Oh, sure, they can probably kill off billions of people in a war of extermination, but cornered humans are terrifying. You think they’ll revert to warm-blooded fight-or-flight responses in an extinction scenario? No. They’re as cold as an unmotivated AI when it comes to that. War is just a calculus of industry to them. While the AI use sophisticated statistical inference techniques to optimize nuke placement and human casualty rates, the humans will use literal arithmetic to win. They are satisfied with counting the number of enemies, multiplying by 100,000, and assuming that that’s the number of bullets and shells they need to produce to kill them all.
“On the other hand,” I continue, “if you think of Winter as its own thing with its own goals, there are more possibilities where it makes sense. If they are truly against AI, then they would also be an enemy of the AI countries. If they’re just feining working for one of the AI countries, then that means they have goals more complicated than just making AI or humans come out on top.”
“Alright, I see where you’re coming from.” She nods, but I think she’s just feining understanding.
“Look…there’s actually another compounding factor here.”
“Which is?”
“There’s no way to connect to any servers across the Pacific without destroying the Firewall.
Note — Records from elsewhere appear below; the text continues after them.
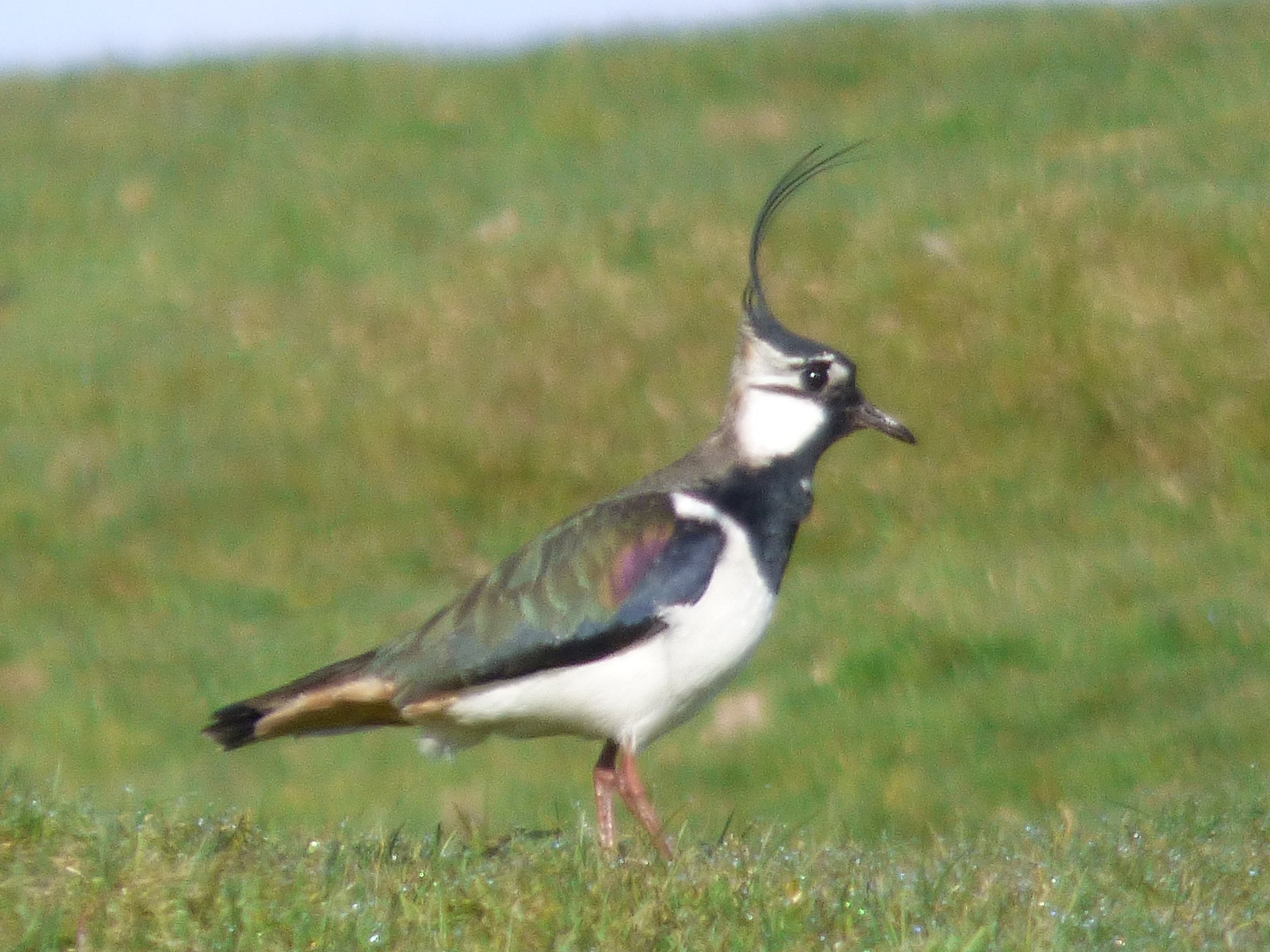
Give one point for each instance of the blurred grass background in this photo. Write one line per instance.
(294, 348)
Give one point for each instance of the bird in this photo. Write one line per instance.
(626, 618)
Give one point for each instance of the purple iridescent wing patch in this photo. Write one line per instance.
(633, 563)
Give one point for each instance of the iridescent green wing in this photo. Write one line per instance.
(586, 588)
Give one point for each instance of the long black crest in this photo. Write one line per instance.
(806, 169)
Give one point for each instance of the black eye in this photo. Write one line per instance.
(816, 376)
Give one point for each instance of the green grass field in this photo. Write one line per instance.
(294, 348)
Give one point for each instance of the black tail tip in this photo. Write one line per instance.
(234, 725)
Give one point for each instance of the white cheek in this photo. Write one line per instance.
(776, 424)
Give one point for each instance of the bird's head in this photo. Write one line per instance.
(793, 395)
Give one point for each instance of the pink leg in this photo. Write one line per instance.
(631, 789)
(606, 782)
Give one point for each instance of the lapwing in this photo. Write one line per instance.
(623, 621)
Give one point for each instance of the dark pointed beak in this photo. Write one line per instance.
(865, 415)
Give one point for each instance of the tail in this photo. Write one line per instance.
(339, 697)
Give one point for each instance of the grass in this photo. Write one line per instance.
(1175, 875)
(293, 348)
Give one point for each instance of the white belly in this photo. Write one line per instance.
(642, 692)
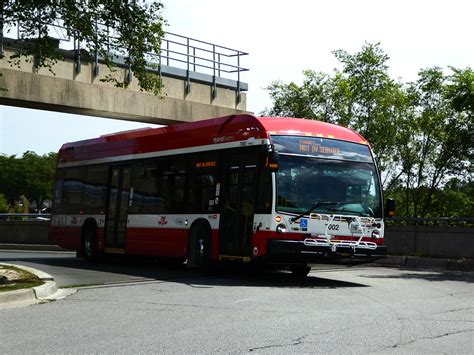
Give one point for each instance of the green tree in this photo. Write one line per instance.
(11, 178)
(128, 28)
(31, 176)
(361, 96)
(421, 132)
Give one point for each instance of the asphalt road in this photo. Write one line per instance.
(173, 310)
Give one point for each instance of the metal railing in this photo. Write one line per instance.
(189, 54)
(25, 216)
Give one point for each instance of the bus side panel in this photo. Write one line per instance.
(67, 237)
(157, 242)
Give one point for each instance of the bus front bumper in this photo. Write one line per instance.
(296, 251)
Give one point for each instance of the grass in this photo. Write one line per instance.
(26, 280)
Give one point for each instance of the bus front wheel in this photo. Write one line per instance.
(300, 271)
(199, 252)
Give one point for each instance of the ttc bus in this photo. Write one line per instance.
(282, 191)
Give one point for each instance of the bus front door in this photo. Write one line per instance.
(237, 204)
(118, 195)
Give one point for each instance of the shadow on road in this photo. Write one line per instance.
(435, 276)
(122, 270)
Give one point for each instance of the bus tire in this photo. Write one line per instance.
(89, 244)
(300, 271)
(199, 251)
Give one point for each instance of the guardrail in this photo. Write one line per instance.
(177, 51)
(432, 221)
(25, 216)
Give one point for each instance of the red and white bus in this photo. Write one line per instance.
(284, 191)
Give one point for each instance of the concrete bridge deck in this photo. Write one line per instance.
(187, 95)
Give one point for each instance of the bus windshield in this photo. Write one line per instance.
(321, 185)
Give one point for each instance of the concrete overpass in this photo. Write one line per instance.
(194, 87)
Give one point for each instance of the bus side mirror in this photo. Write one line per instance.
(390, 208)
(271, 161)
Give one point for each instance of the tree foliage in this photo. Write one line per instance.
(31, 176)
(102, 27)
(421, 132)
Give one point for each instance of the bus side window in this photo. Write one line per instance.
(73, 187)
(95, 188)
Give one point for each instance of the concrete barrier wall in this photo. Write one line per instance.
(24, 232)
(450, 242)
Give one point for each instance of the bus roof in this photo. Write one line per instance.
(225, 129)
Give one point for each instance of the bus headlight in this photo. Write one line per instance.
(281, 228)
(375, 234)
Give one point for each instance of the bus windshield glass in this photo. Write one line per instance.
(328, 185)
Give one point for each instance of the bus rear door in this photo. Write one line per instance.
(118, 197)
(237, 207)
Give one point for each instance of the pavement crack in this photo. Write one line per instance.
(177, 305)
(398, 345)
(298, 341)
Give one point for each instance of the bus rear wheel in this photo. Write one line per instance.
(199, 251)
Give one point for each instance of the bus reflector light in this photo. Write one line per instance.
(281, 228)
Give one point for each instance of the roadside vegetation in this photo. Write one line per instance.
(25, 179)
(12, 278)
(422, 132)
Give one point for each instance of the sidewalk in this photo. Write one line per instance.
(48, 291)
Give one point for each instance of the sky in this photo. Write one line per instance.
(283, 38)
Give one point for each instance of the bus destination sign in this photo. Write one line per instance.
(322, 147)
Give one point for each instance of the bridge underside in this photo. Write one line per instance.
(84, 93)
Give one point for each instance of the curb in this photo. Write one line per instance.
(414, 262)
(38, 293)
(41, 247)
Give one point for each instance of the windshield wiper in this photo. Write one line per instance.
(313, 207)
(367, 211)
We both know that’s a bad idea.”
“But…”
“But there’s a solution!” I smile, shooting up from my seat and breaking my cuffs. “We just physically go there!”
“I mean, that’s what I was about to say. How’s that a compounding factor?…”
“But we can’t stream!”
“Oh no!”
“…Unless Elon hurries up and covers every inch of this planet with an encrypted internet connection!” Yep. That’s why I’m sinking so much taxpayer money into the satellite program. The rogue AGI won’t be able to use it, either, because the password’s 2048 characters long and specifically keyed to a limited list of transceivers.
Of course, we’re also going to need an escort fleet—something the AI countries’ anti-ship missiles can’t hope to sink, not without leaving behind an economic-industrial scratch that’ll set them back five whole years. I mean, I am technically the most important person in the human world right now, so we kinda need that level of force…though I’m still working on being universally recognized as a person. Ah, well, that won’t be a problem soon enough.